I guess for the most part the upside is I've met some very nice people who have struggled with cancer.

It's irritating , in my mind, though, when strangers who don't know me, don't know my religious beliefs right away tell me they are praying for me.  I had this happen the other night at my son's soccer game. A woman I've never met or seen in my life , crossed the field, introduced herself and then immediately seemed intent on telling me she would pray for me! I found it really kind of offensive because she didn't even ask what was wrong with me or why I was wearing a scarf. And I was doing homework , completely absorbed in the task, and she interrupted me to tell me about her prayers.

So, yeah, I guess sometimes there will be irritating people - no matter what we do or say.


But definitely, you are so far along the road of self-acceptance, I wouldn't  start wearing a wig to be invisible. The wigs are not a perfect solution. 

I would keep exuding health and energy and life and smile and be yourself.  Sometimes, I will explain my story as others tell me their "story".   If the person is offensive or I'm grumpy, I may just smile and say, "no, thanks very much, it's not cancer, it's an autoimmune condition".  After all this time, I usually DO explain what is alopecia so I can educate people.

My personal irritation is when strangers say, "oh, so it's NOT CANCER, it's JUST hair loss. Oh, that's good".   they have no idea what other health issues I have (and I have some pretty painful ones) or personal life circumstances with which I struggle.     Drives me nuts.  but what can you do?  Just grin, I guess and walk away. 

???????  Sorry, I couldn't offer more sage advice. I understand the issue, though. 

Girl, what's most important is your level of comfort. I frequently go out without anything on my head. You really get used to the stares and cancer comments in my opinion. My mindset has changed from loathesome annoyance to doing a public service. I never educate for long though. Its a waste of time. My explanation is "i have alopecia. My body decided to not grow hair anymore for now". Leave it at that and be on your merry way. If they ask more, remember they're being nosy at this point and it's beter if you just say "i better go do this...". I've never had someone randomly approach me about it but I live in Colorado right now and peole arent as outgoing as im Texas. It's only medical professionals and people at parties who ask. If i had a random person on the street ask id say... "no, i dont have cancer" and thats it.
Also I just moved from Texas, I know the talkativeness of everyone. I love talking to strangers but that's such a personal question that anyone knows that's impolite to ask, their curiosity is just burning and they don't care about social cues at that point. Put them back in the place of manners. I know texas is about manners, too. What if you did have cancer... would you really want to have ghat conversation with some random person?

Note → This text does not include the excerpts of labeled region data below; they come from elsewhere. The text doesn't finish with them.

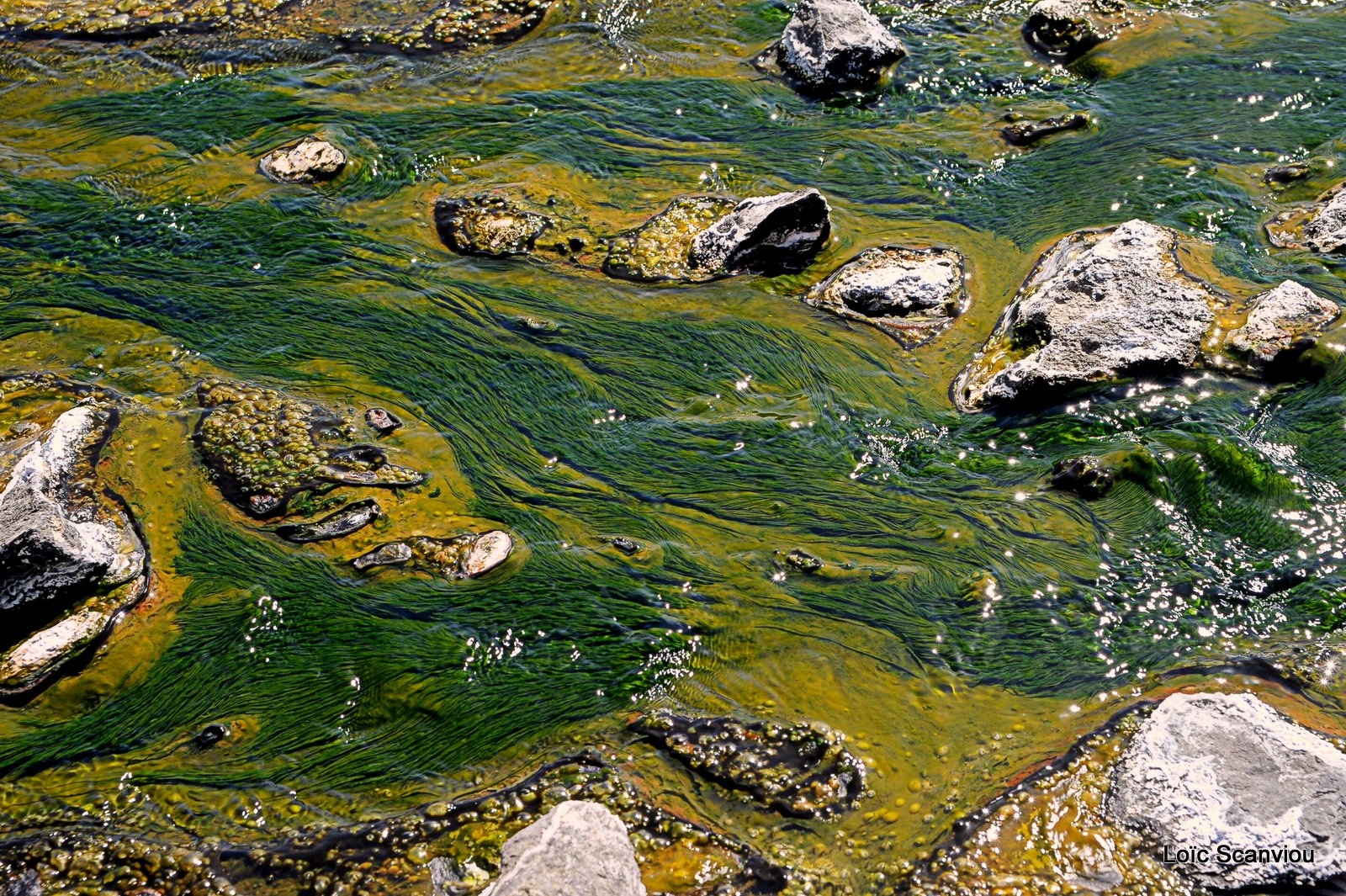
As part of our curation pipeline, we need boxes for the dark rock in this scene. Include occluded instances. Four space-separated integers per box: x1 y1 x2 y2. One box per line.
1023 0 1129 62
365 408 402 436
197 381 426 518
1106 693 1346 889
276 498 384 543
688 187 832 274
490 799 644 896
0 405 148 698
633 709 864 818
1000 112 1089 146
1052 458 1113 501
1225 280 1341 370
435 195 554 257
1263 162 1314 186
257 139 346 183
603 195 738 283
785 549 823 573
953 220 1216 409
776 0 907 90
803 247 967 346
193 723 229 750
352 528 514 579
611 535 642 557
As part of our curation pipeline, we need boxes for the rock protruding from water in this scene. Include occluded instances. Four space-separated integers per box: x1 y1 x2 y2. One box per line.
352 528 514 579
197 381 426 518
1023 0 1129 62
954 220 1216 409
776 0 907 90
1225 280 1341 370
803 247 967 346
633 709 866 818
1108 686 1346 889
483 799 644 896
1000 112 1089 146
0 406 146 697
257 139 346 183
276 498 384 543
435 195 554 257
688 187 832 274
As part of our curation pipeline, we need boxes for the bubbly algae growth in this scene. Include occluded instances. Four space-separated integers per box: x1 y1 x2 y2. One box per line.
0 0 1346 896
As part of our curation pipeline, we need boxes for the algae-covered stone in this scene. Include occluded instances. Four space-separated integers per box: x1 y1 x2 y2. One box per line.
803 247 967 344
633 709 866 818
435 195 554 256
0 405 148 698
257 139 346 183
603 195 738 283
776 0 907 90
954 220 1216 409
197 381 424 517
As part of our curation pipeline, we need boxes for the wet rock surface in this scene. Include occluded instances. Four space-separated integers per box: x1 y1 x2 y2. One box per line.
1225 280 1341 370
0 405 148 698
776 0 907 90
954 220 1216 409
631 710 866 818
435 194 554 257
603 195 738 283
257 139 346 183
803 247 967 346
1106 686 1346 889
688 187 832 274
489 799 644 896
195 381 424 517
352 528 514 579
1000 112 1089 146
276 498 384 543
1023 0 1129 62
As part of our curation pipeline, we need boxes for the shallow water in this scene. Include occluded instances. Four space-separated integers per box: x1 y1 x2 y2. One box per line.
0 0 1346 892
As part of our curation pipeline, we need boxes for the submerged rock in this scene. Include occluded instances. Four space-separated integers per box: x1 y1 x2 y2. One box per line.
365 408 402 436
603 195 738 283
0 405 148 697
776 0 907 90
197 381 426 517
688 187 832 274
352 528 514 579
1000 112 1089 146
1225 280 1341 370
954 220 1216 409
435 195 554 257
1052 458 1113 501
803 247 967 344
1023 0 1129 62
276 498 384 543
1106 686 1346 889
633 709 866 818
257 139 346 183
486 799 644 896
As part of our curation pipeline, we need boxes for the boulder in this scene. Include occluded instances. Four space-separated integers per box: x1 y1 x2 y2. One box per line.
1023 0 1129 62
0 406 146 698
776 0 907 90
257 139 346 183
1000 112 1089 146
435 195 554 257
953 220 1216 409
688 187 832 274
1225 280 1341 368
1106 694 1346 889
803 247 967 344
483 799 644 896
276 498 384 543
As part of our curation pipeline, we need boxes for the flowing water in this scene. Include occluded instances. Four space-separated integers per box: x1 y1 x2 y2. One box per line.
0 0 1346 893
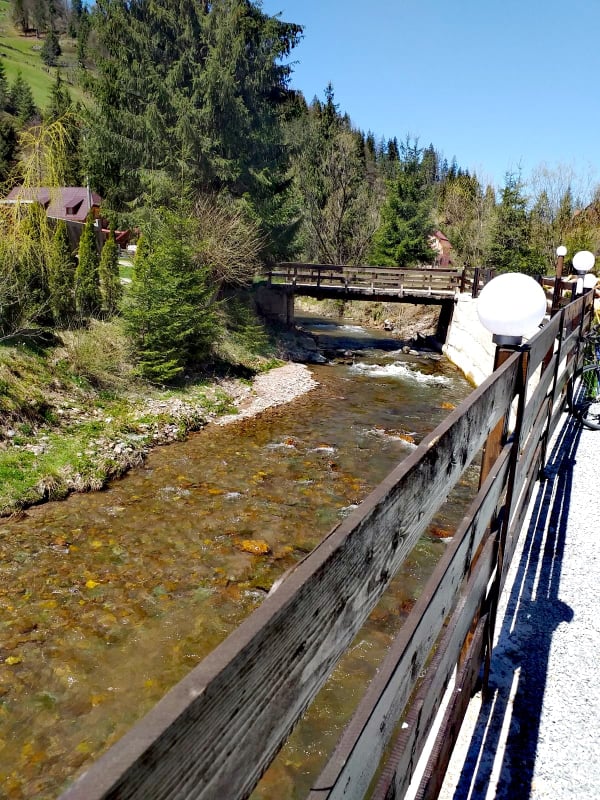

I lost my hair when I was 8 and never had my diagnosis until I was 21. As a kid I never wore a wig cause a hat and people always stop to ask me if I was ok and if I had cancer. Like "I'm 9 and you can clearly see I'm healthy and have way more energy than you. I'm not on chemo, my hair is just gone. Bye". I know it seemed rude of me when I was younger and thankfully I was never picked on except one time. Other than that people just stop asking once I stare them down. Eventually as a teenager I just let them assume whatever. Now as an adult I wear wigs everyday so no one notices.

Funny thing was my mom had cancer a few years ago and wouldn't step outside the door when she lost her hair and i keep reminding her that "what do you think I went through as an child till now?," then she steps out but with a beanie on her head. It was funnier when she could pull off the bald look due to her flat head when I just look like an alien. haha

My mom is going thru the same now. I feel like it's been good for both of us that I've already gone thru the hair loss portion. I got to shave off the last of her hair and it was quite liberating I think. Not as hard for her as it may have been if she hadn't seen me go thru it.